Is there an holomorphic function $f:B_1(0)\setminus\{0\}\rightarrow\mathbb{C}$ with $f(z)^2=z$?

Answer 1

If $f: B(0, 1)-\{0\} \rightarrow \mathbb{C}$ is holomorphic with $f(z)^2=z$, then $$\lim_{z \rightarrow 0} f(z) = 0,$$ because $\lim_{z \rightarrow 0} f(z)^2 = 0$. Now we can extend $f$ to the whole of $B(0, 1)$, by setting $f(0)=0$, and $f$ becomes holomorphic on the whole of $B(0,1)$. This means $f$ has a Taylor series around $0$, say $$f(z) = \sum_{n=0}^{\infty} c_n z^n.$$ Now $$f(z)^2 = (\sum_{n=0}^{\infty} c_n z^n)^2 = c_0^2 +(c_0c_1+c_1c_0)z+...=z.$$ But Taylor series are unique, so $c_0=0$, in contradiction with $c_0c_1+c_1c_0=1$. So such $f$ does not exist. Let me know if I missed something!

Answer 2

There isn't even a continuous one.

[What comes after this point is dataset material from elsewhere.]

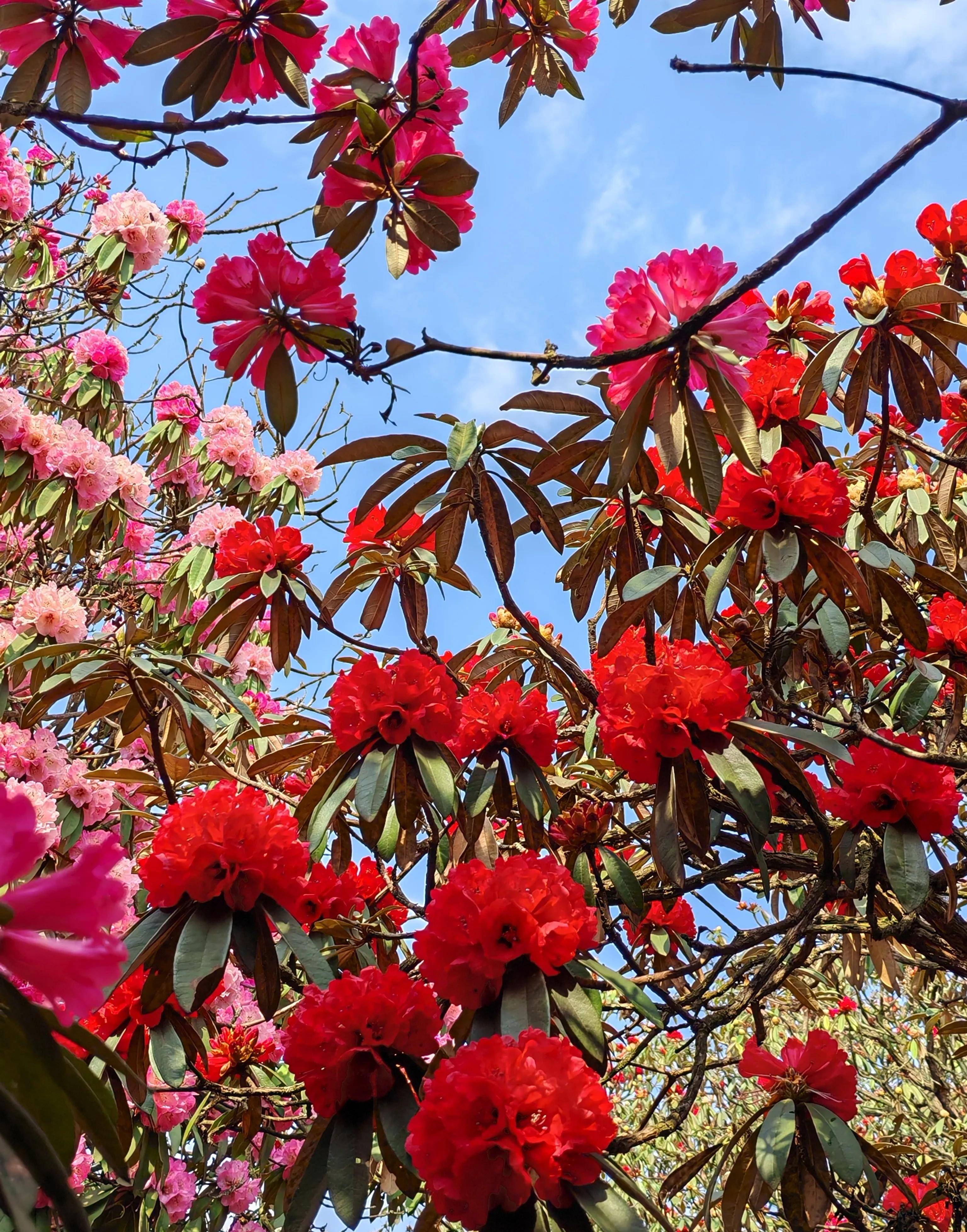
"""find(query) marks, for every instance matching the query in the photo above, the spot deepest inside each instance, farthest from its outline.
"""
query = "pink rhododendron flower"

Suppose $f$ is a continuous one, and define $\gamma:[0,2\pi]\to\Bbb C$ by $$\gamma(t)=f\left(\frac12 e^{it}\right).$$Then $\gamma$ the index, or "winding number", of $\gamma$ about the origin would be $1/2$. Hmm.... It's clear, and follows from the fact that the exponential is a covering map, that there exist continuous functions $r:[0,2\pi]\to(0,\infty)$ and $\theta:[0,2\pi]\to\Bbb R$ with $\theta(0)=0$ and$$\gamma(t)=r(t)e^{i\theta(t)}.$$Since $f(z)^2=z$ this shows that $$e^{2i\theta(t)}=e^{it};$$now since $\theta(0)=0$ and $\theta$ is continuous it follows that that $$\theta(t)=t/2,$$hence $\gamma(2\pi)\ne\gamma(0)$, contradiction.

Answer 3

Starting as M. Van, $f$ can be extended holomorphically to the whole ball with $f(0) = 0$. Taking derivatives: $$2f(z)f'(z) = 1 \implies 2f(0)f'(0) = 1 \implies 0 = 1.$$ Contradiction.

(Is essentially the same argument without invoking explicitly the Taylor series.)